Sanderson said the firm has undertaken a “large amount” of structural changes in the business over the last financial year.
Milk Link closed a production site in Kirkcudbright, Scotland in May last year in a bid to consolidate all milk production into its Crediton dairy.
Sanderson said the firm has no plans to make any further closures, but will focus on driving efficiencies.
“We’ve undertaken a large amount of structural changes in the business over the last financial year, we bought a factory, we closed a factory, we built a new factory and we totally revamped another factory. We’ve done a lot of the hard yards and the benefits are now starting to flow through,” Sanderson said.
He added: “We’re certainly not thinking of any more closures, what we are doing is looking at driving as many efficiencies as we can and that is where the focus of our capital investment is this year. For example we will do more with our major packaging party in Austria, so we are doing a lot in that area so we will continue to drive, but nothing on the same scale of the last closure.”
Sanderson, however, said pressures will continue to come from the uncertain economic situation but he insisted the company remains confident in its strategy.

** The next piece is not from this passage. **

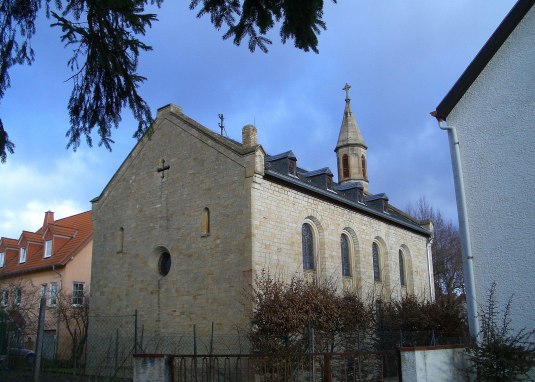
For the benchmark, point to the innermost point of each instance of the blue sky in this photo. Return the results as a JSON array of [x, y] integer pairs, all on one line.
[[400, 57]]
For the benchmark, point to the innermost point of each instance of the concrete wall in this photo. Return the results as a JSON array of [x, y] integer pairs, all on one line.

“There is a lot of pressure in the general economy, it’s well documented that we are going to be facing a period of austerity in terms of public spending cuts and tax rises. In the dairy industry specifically, we are still going through quite a period of consolidation and rationalisation in the industry. We imagine that will continue going forward. However, we do see ourselves as being positive force in that process rather than hanging back in that respect.”
Aside from the economy, Sanderson said pressure will also be placed on the dairy industry developing new products and responding to consumer trends.
“We imagine there will be greater pressure and greater demand for healthier lifestyle products and we made a good start on that with out lighter cheese. It’s a case of working very hard, looking for opportunities and keeping our head up at a time when there are going to be quite a lot of pressures in the market. But we feel we are in a good position from that respect,” Sanderson said.